5 Extension to More General Graphs and a Conjecture for Higher Dimension

Our proof for 1D spin chains can be generalized to more general graphs with appropriate partitions. For instance, let us consider a tree graph \(G=(E, V)\) with a partition ABC as depicted in Fig. 4. Since G is a tree, there is a unique path connecting A and C. Then, all spins in B are classified as (i) spins belonging to the path (ii) descendants of spins on the path (iii) the rest spins which are separated from the path. We can obtain a coarse grained 1D chain by regarding each spin on the path and its descendants as one system, and removing all spins in (iii). Therefore, we can apply the proof in the previous section to this situation as well.
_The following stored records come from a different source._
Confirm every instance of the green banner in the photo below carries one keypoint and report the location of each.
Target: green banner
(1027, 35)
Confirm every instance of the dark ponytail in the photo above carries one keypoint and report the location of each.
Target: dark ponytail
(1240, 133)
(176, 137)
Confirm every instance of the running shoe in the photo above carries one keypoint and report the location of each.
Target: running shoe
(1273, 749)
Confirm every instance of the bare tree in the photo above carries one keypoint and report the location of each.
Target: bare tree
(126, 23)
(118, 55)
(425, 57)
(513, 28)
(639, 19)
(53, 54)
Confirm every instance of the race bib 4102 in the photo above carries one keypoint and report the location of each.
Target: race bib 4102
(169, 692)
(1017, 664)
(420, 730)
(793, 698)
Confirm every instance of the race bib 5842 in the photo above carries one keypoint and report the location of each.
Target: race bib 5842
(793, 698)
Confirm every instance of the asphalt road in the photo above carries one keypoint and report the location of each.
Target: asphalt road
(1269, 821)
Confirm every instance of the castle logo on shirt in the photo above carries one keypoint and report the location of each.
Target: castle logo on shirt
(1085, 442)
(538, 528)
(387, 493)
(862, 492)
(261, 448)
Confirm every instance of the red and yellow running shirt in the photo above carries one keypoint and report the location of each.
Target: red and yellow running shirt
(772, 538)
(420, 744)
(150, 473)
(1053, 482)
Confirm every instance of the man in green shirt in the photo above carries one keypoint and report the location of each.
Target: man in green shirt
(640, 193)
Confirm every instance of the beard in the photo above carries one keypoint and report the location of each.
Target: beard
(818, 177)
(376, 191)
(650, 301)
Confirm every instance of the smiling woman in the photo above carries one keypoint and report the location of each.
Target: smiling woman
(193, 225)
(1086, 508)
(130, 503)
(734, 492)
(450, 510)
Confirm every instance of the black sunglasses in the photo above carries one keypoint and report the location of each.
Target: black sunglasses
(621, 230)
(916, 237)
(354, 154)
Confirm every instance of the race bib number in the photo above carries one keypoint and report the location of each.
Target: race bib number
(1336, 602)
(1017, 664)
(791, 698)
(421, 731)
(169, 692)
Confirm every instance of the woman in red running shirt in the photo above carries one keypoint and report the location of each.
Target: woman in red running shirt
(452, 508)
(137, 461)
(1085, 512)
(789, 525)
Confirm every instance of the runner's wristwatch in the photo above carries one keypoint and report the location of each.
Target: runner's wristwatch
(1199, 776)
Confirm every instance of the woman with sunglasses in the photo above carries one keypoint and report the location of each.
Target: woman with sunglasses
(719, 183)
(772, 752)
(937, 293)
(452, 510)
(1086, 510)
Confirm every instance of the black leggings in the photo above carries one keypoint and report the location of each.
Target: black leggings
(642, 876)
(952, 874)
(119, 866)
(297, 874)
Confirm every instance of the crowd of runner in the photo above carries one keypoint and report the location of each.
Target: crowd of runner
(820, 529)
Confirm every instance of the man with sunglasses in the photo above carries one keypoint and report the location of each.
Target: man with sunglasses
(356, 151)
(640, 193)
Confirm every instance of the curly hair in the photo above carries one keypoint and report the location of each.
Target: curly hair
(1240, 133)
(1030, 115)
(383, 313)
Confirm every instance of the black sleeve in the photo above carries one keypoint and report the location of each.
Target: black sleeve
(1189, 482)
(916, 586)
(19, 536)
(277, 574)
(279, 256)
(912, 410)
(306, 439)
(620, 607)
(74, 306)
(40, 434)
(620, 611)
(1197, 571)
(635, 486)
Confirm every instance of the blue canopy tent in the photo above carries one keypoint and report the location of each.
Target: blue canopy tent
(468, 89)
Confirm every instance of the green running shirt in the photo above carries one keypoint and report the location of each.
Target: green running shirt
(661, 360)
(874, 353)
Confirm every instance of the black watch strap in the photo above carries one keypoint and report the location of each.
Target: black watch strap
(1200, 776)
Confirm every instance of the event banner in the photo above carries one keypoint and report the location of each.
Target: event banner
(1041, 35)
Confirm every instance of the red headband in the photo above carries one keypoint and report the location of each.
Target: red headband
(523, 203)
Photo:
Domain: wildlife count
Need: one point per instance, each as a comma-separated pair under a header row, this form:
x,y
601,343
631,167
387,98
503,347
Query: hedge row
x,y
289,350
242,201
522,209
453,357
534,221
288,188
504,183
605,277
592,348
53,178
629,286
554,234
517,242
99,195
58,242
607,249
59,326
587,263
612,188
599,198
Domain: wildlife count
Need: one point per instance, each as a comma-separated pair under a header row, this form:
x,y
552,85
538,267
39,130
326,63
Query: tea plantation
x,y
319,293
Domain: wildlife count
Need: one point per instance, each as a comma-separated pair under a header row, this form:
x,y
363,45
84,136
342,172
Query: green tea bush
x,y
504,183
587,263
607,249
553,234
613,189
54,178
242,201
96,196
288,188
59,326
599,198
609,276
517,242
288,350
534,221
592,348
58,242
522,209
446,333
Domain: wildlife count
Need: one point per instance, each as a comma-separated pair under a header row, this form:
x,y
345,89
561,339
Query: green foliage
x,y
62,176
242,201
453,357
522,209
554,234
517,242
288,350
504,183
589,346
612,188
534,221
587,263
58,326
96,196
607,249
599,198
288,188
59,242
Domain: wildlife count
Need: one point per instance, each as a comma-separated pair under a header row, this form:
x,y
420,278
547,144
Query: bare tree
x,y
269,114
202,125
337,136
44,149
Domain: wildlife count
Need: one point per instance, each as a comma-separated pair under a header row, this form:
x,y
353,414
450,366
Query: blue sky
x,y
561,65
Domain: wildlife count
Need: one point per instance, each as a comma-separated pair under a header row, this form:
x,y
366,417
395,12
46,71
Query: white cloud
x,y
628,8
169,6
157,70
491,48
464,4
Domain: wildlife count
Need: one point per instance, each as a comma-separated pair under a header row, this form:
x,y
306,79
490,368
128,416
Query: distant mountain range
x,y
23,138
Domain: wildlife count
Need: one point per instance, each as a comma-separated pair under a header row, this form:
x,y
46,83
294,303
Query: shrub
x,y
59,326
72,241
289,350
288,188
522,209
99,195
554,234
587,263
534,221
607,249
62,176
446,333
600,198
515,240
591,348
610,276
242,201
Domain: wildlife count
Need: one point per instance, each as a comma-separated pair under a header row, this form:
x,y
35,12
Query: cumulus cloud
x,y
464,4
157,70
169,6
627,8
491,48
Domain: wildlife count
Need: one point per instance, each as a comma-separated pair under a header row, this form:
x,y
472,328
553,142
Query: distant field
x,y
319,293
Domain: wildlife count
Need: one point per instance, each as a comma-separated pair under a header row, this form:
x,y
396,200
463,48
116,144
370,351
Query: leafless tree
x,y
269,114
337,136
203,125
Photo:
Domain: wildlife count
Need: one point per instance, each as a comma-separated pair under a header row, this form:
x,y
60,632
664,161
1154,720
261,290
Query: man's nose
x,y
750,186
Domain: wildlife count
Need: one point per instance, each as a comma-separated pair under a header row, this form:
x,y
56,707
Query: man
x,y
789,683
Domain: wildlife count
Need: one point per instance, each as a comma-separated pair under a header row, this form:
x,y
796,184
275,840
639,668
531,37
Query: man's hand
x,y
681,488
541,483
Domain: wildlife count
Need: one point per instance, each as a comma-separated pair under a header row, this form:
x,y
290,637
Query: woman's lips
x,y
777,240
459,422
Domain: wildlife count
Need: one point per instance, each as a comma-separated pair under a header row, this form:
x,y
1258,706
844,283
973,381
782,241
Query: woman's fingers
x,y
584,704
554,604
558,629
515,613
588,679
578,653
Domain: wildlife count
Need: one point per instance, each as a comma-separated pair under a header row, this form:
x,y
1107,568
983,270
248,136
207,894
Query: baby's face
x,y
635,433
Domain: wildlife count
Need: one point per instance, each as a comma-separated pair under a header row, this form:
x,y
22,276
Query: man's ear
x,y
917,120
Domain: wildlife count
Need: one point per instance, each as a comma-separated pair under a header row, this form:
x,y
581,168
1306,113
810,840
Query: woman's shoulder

Note that the norm of an interaction term connecting spins on the path is irrelevant to the size of the coarse grained spins.

Fig. 4
figure 4

An example of the region with a partition ABC for a tree graph. Here, B is the set of all spins in outside of the circles. In the coarse-grain procedure, the descendants of i (the spins in the dashed region) can be regarded as one large system

An important point of the above argument is that the success probability of the recovery map in lemma 9 is bounded by a constant of d(AC). In general cases, we can consider a partition ABC which cannot be reduced to 1D systems, such as depicted in Fig. 5. Remember that the success probability p is in the order \(\Omega (e^{\beta \Vert H_{B^M}\Vert })\). In the case of Fig. 5, \(H_{B^M}\) is the sum of all interactions along the perimeter of \(B^L\), which is proportional to l. When considering the repeat-until-success method, the success probability decays too rapidly, and therefore our strategy does not work.

The quantum Hammersley–Clifford theorem holds for more general class of Markov networks such as regular D-dimensional lattices. In this case, a partition ABC of the system is chosen so that B shields A from C (Fig. 5). Due to this observation, we expect that Gibbs states of short-ranged Hamiltonians obey fast decay of the conditional mutual information in D-dimensional systems as well. We have the following conjecture:

Conjecture 1

Let \(\rho \) be a Gibbs state of a short-ranged Hamiltonian defined on a D-dimensional spin lattice. Then, there exist constants \(C, c>0\) such that for every three regions ABC with B shielding A from C,

$$\begin{aligned} I(A:C|B)_\rho \le C e^{-cd(A,C)}. \end{aligned}$$

Note that when \(D=1\), this conjecture gives an improved bound. It turns out that the area law for mutual information implies a weak version of the conjecture, as discussed in Sect. 2.3. Consider a Gibbs state in the infinite volume limit (as a KMS state). Let A be a region of the lattice and \(B_l\) be a ring around A of width l. Then, because of the area law [14], for every \(\varepsilon >0\) there is an integer l s.t.

$$\begin{aligned} I(A:B_{l+1}) - I(A:B_l) \le \varepsilon , \end{aligned}$$

which can be written as

$$\begin{aligned} I(A:C|B_{l}) \le \varepsilon , \end{aligned}$$

with \(C := B_{l+1} \backslash B_{l}\).

Fig. 5
figure 5

An example of a 2D lattice with a partition ABC. We expect that the conditional mutual information \(I(A:C|B)_\rho \) for any Gibbs state decays fast with respect to d(AC)

We can also ask whether Theorem 1 can be extended to higher dimensions, i.e. is any state on a D-dim lattice with small I(A : C|B) for B shielding A from C close to thermal? As displayed in Theorem 2, we may need additional conditions for general graphs. Although we do not know any counter-example, we also could not find any partial result whether the additional conditions in those theorems are necessary.